Ces chaussures en cuir, dont il ne reste bien souvent que la semelle, seraient vieilles de près de 2000 ans. Les origines de leurs gigantesques propriétaires font encore débat.
Une découverte étonnante a récemment eu lieu dans le nord de l’Angleterre, dans la région du Northumberland. Une équipe d’archéologues a exhumé huit chaussures de taille inhabituelle, particulièrement remarquables pour leur époque. Certaines dépassent la pointure 47 actuelle et atteignent même la 49. Fabriquées en cuir, seules les semelles sont généralement bien conservées. Ces chaussures, vieilles de près de deux millénaires, ont été retrouvées dans une fosse jouxtant le fort romain de Magna, près du célèbre mur d’Hadrien. D’après les chercheurs, cette fosse servait à la fois de dispositif défensif militaire et de décharge, où soldats et habitants se débarrassaient de leurs déchets. Cela expliquerait pourquoi les chaussures s’y sont accumulées.
Les fouilles autour du mur d’Hadrien, qui a été construit après le fort de Magna, sont en cours depuis plusieurs années dans le cadre d’un projet soutenu par le Trust Vindolanda et financé par la loterie nationale. À ce jour, 32 chaussures ont été mises au jour sur le site du fort Magna, dont huit ont été classées comme « très grandes ». Elles mesurent au minimum 30 centimètres, l’équivalent d’une pointure 47 selon le système français.
Le 21 mai, l’équipe de fouille de Magna a consigné la découverte d’une première chaussure exceptionnellement grande. Elle mesure 32,6 centimètres, soit une pointure 49, ce qui en fait la plus grande jamais retrouvée dans la collection du Trust. Sa semelle en cuir a attiré l’attention en raison de ses dimensions impressionnantes. Par la suite, les fouilles ont révélé d’autres chaussures anciennes, plusieurs d’entre elles étant également de grande taille.
Sur un autre site voisin, celui de Vindolanda situé à Hexham à une dizaine de kilomètres, plus de 5000 chaussures romaines avaient déjà été découvertes auparavant. Cette collection variée comprend de minuscules chaussons pour nourrissons, des sandales d’été élégantes, ainsi que des bottes de marche. La taille moyenne des chaussures retrouvées y oscille entre 24 et 26 centimètres.

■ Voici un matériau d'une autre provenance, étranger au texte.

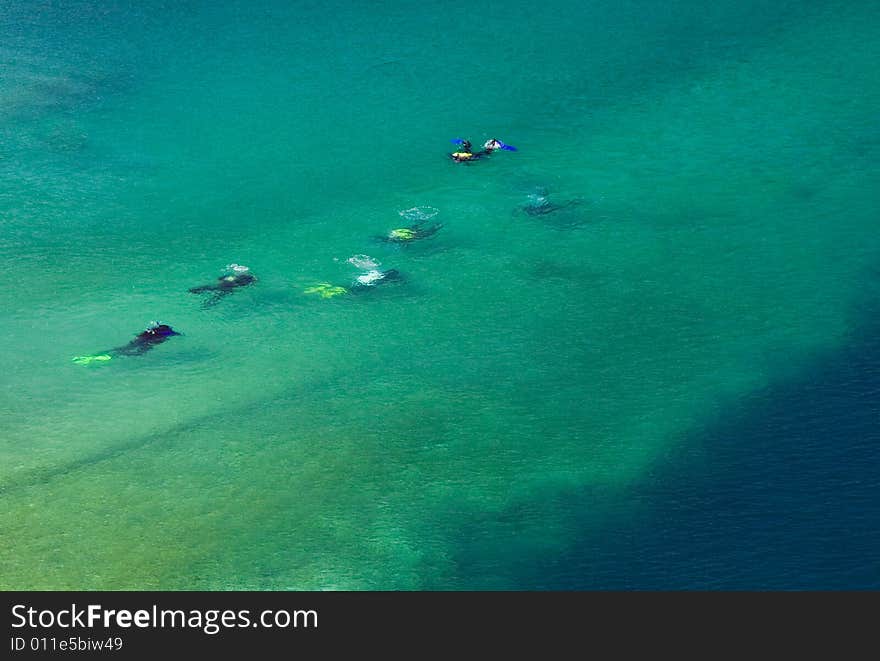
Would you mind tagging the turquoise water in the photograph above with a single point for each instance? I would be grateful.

Seules quatre ou cinq paires, soit 0,4 % du total, dépassaient les 30 centimètres.
Ce taux élevé de conservation des chaussures dans la région s’explique par les caractéristiques du sol local, très pauvre en oxygène, ce qui a permis à des matériaux organiques comme le cuir, le bois ou le textile de survivre à travers les siècles.
Pour Andrew Birley, directeur du Trust et des fouilles, cette découverte met en lumière les différences physiques et culturelles qui existaient parmi les soldats postés le long du mur d’Hadrien. Elle illustre le fait que les populations de l’époque étaient loin d’être homogènes.
Le fort de Magna accueillait une garnison cosmopolite composée notamment d’archers syriens, de Dalmates, de Bataves, ainsi que de membres des deuxième et vingtième légions Augusta et Valeria Victrix. D’après le site spécialisé Archaeology News, la diversité des pointures pourrait refléter des différences physiques entre ces groupes militaires, ou encore des variations dans l’approvisionnement ou les pratiques culturelles.
Rachel Frame, archéologue principale du projet, souligne que lorsqu’on pense aux Romains, on les imagine souvent comme des Italiens, oubliant l’immensité de l’Empire. Mettre en lumière cette diversité humaine et culturelle à travers des découvertes archéologiques permet de mieux comprendre l’histoire et ses résonances avec le présent. L’équipe espère obtenir des résultats plus précis à la fin de l’année, grâce à des analyses de datation, qui pourraient aider à mieux interpréter ces trouvailles singulières.